# For those of you that ordered an R5 from Adorama



## Sawthingsca (Jul 30, 2020)

Does your status still say backordered? Customer service is telling me they didn't receive any which sounds ludicrous....


----------



## [email protected] (Jul 30, 2020)

I have a tracking number via UPS to have it delivered from Adorama this evening. The one I ordered from B&H is already here (fedex).


----------



## Sawthingsca (Jul 30, 2020)

[email protected] said:


> I have a tracking number via UPS to have it delivered from Adorama this evening. The one I ordered from B&H is already here (fedex).


Gotta love in-effective customer service. Congrats on getting it today...


----------



## Sawthingsca (Jul 30, 2020)

[email protected] said:


> I have a tracking number via UPS to have it delivered from Adorama this evening. The one I ordered from B&H is already here (fedex).

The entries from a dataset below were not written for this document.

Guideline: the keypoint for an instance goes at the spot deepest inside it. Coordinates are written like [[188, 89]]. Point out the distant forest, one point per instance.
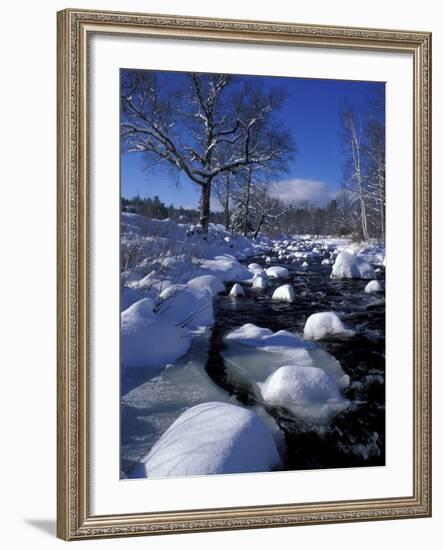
[[224, 137], [303, 219]]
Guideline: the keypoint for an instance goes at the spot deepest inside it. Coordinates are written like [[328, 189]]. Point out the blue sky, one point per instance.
[[311, 112]]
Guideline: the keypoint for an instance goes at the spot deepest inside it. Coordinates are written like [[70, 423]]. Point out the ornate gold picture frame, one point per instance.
[[75, 31]]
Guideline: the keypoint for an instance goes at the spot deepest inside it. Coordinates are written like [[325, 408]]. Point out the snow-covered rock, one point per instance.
[[255, 268], [259, 282], [253, 353], [373, 286], [149, 340], [213, 284], [186, 305], [309, 392], [237, 290], [225, 267], [284, 293], [349, 265], [325, 324], [129, 296], [213, 438], [277, 272]]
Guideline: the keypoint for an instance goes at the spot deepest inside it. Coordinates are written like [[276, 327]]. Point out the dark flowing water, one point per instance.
[[355, 437]]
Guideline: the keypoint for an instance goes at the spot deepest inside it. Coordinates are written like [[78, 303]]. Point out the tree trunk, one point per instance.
[[205, 204], [247, 198], [257, 231], [227, 215]]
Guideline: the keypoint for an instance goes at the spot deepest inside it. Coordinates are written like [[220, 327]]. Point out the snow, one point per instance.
[[284, 293], [373, 286], [214, 285], [186, 305], [149, 340], [213, 438], [256, 268], [308, 392], [253, 353], [348, 265], [259, 282], [277, 272], [325, 324], [226, 268], [237, 290]]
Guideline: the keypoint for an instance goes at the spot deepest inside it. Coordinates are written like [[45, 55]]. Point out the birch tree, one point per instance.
[[356, 177], [204, 126]]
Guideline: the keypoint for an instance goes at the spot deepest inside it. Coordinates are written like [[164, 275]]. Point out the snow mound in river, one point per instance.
[[149, 340], [277, 272], [237, 290], [349, 266], [254, 353], [187, 305], [309, 392], [213, 438], [324, 325], [214, 285], [373, 286]]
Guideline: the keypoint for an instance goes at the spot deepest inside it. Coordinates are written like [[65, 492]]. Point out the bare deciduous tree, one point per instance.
[[202, 125]]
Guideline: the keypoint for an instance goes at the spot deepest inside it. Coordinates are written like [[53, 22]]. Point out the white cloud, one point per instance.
[[297, 190]]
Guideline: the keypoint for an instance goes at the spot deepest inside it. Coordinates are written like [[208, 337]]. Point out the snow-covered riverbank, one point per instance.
[[171, 275]]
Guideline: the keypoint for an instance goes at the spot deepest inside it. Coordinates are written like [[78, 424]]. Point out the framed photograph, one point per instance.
[[243, 274]]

What time did you order it?

My first preorder got declined due to an address issue then I have to re-order 4 hours later on the pre-order date..


----------



## Mt Spokane Photography (Jul 30, 2020)

I usually prefer Adorama, but after they fired Helen, I wonder what changed. In any event, I get 8.1% off from B&H due to the Payboo Rebate of my sales tax, that was $315.82 on my R5. I could save a few dollars more thru the Canon employee discount page, but I get a 30 day free trial with B&H just in case something goes wrong.


----------